I don't know if COMMAND.COM of Windows 95, Windows 98 and Windows Millennium supports assigning the output of a command to an environment variable at all. What is definitely supported as tested by me on a machine running Windows 98 SE is:

@echo off
set WinVer=unknown

rem Windows 95
ver | find "4.00.950" >nul
if not errorlevel 1 set WinVer=4.00.950

rem Windows 95 SR2
ver | find "4.00.1111" >nul
if not errorlevel 1 set WinVer=4.00.1111

rem Windows 98
ver | find "4.10.1998" >nul
if not errorlevel 1 set WinVer=4.10.1998

rem Windows 98 SE
ver | find "4.10.2222" >nul
if not errorlevel 1 set WinVer=4.10.2222

rem Windows Millennium
ver | find "4.90.3000" >nul
if not errorlevel 1 set WinVer=4.90.3000

echo Windows version is: %WinVer%

Perhaps better for the task is a batch file like:

@echo off
ver | find "4.00." >nul
if not errorlevel 1 goto Win95
ver | find "4.10." >nul
if not errorlevel 1 goto Win98
ver | find "4.90." >nul
if not errorlevel 1 goto WinMe

echo ERROR: Could not determine Windows version!
goto EndBatch

:Win95
echo INFO: Detected OS as Windows 95.
rem More commands to run for Windows 95.
goto EndBatch

:Win98
echo INFO: Detected OS as Windows 98.
rem More commands to run for Windows 98.
goto EndBatch

:WinMe
echo INFO: Detected OS as Windows ME.
rem More commands to run for Windows ME.
goto EndBatch

rem Commands for other versions of Windows.

:EndBatch

Please take care not using labels with more than eight characters.

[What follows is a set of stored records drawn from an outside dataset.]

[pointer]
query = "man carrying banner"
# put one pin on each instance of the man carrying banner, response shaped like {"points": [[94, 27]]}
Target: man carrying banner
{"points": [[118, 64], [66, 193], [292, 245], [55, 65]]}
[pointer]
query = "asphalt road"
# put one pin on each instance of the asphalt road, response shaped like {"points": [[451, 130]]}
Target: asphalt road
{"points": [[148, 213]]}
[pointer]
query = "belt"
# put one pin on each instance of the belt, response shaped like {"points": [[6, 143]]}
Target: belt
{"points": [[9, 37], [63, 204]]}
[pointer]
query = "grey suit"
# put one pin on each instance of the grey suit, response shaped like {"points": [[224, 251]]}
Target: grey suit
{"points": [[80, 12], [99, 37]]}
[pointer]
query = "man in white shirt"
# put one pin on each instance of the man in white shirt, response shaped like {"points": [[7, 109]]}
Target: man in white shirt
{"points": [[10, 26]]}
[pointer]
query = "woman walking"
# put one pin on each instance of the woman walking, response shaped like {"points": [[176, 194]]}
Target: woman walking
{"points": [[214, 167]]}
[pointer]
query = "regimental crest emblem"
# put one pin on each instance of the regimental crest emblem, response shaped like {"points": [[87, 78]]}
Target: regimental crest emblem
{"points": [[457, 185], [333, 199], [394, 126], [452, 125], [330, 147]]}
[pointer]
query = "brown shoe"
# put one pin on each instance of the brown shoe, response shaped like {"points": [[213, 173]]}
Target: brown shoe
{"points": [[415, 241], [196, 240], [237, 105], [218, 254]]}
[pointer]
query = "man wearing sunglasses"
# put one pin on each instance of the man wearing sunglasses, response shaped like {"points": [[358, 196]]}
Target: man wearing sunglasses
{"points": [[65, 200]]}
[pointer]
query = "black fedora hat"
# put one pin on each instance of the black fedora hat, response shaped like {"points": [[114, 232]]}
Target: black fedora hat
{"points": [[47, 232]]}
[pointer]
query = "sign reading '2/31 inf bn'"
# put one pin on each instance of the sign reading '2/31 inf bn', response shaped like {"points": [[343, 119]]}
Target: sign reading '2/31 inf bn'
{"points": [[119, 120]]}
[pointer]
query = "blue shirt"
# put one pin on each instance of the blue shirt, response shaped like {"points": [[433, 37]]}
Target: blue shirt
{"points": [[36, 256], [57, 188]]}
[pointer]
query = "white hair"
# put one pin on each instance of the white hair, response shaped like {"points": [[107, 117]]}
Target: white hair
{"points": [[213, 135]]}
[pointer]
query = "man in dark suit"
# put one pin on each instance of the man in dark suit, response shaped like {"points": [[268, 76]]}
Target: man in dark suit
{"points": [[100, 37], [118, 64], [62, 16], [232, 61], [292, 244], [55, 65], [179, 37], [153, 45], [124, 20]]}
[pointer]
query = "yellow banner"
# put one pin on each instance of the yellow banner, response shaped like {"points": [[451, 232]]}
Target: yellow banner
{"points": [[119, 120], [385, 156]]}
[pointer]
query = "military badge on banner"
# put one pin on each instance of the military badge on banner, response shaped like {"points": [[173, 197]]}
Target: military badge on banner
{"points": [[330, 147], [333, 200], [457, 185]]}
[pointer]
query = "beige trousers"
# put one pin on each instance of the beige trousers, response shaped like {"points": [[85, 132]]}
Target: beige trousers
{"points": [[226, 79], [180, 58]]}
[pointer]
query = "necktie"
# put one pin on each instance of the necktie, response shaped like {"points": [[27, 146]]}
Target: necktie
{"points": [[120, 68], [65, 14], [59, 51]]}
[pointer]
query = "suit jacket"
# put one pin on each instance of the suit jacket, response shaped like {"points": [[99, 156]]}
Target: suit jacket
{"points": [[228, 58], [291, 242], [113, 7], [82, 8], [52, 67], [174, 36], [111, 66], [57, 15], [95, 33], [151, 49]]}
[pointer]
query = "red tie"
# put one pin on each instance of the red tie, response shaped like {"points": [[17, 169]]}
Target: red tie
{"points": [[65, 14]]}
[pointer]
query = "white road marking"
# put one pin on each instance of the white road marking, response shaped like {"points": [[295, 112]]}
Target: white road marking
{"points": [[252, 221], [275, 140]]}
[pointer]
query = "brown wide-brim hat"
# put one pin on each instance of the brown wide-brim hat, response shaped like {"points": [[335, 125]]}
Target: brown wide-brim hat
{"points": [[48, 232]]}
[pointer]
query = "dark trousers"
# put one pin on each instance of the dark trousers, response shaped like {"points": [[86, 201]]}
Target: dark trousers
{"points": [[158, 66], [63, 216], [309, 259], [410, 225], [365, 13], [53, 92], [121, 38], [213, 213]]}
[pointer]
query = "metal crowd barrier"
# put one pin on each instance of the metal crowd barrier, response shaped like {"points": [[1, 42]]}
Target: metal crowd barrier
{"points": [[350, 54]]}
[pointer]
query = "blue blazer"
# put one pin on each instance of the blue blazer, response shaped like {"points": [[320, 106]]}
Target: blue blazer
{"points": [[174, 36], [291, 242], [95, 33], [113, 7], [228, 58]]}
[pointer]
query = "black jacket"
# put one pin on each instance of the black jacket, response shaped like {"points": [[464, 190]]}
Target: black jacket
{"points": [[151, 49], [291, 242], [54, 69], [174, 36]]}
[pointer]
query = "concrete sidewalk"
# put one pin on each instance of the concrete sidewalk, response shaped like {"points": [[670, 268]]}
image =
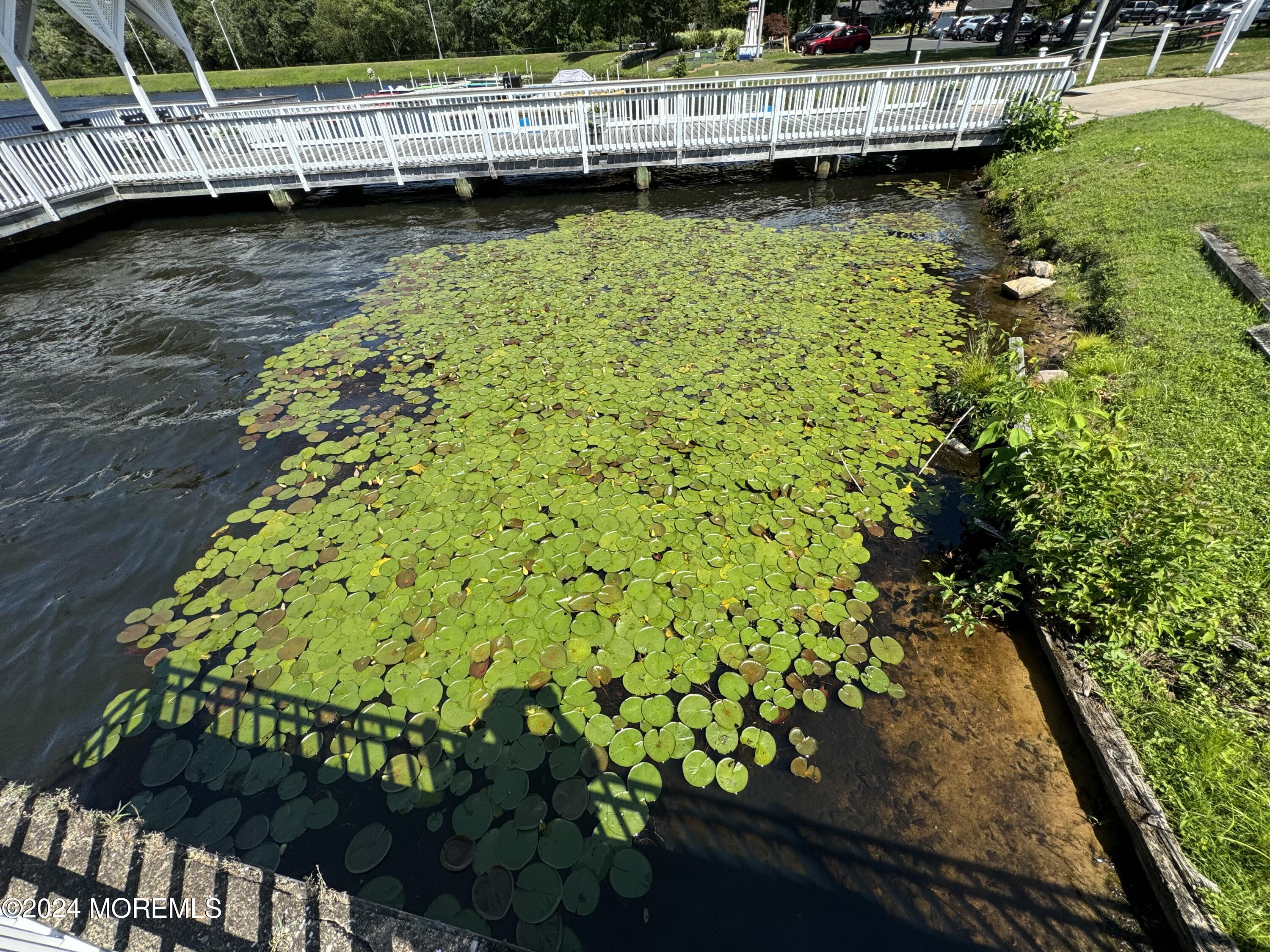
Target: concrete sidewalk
{"points": [[1242, 97]]}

It is possible to use longer label names, but for COMMAND.COM are only the first eight characters significant, i.e. goto Windows98 would be interpreted as goto Windows9 and therefore the batch file execution would continue on the line below a label starting with Windows9.

The Windows version strings used here are taken from Wikipedia article MS-DOS.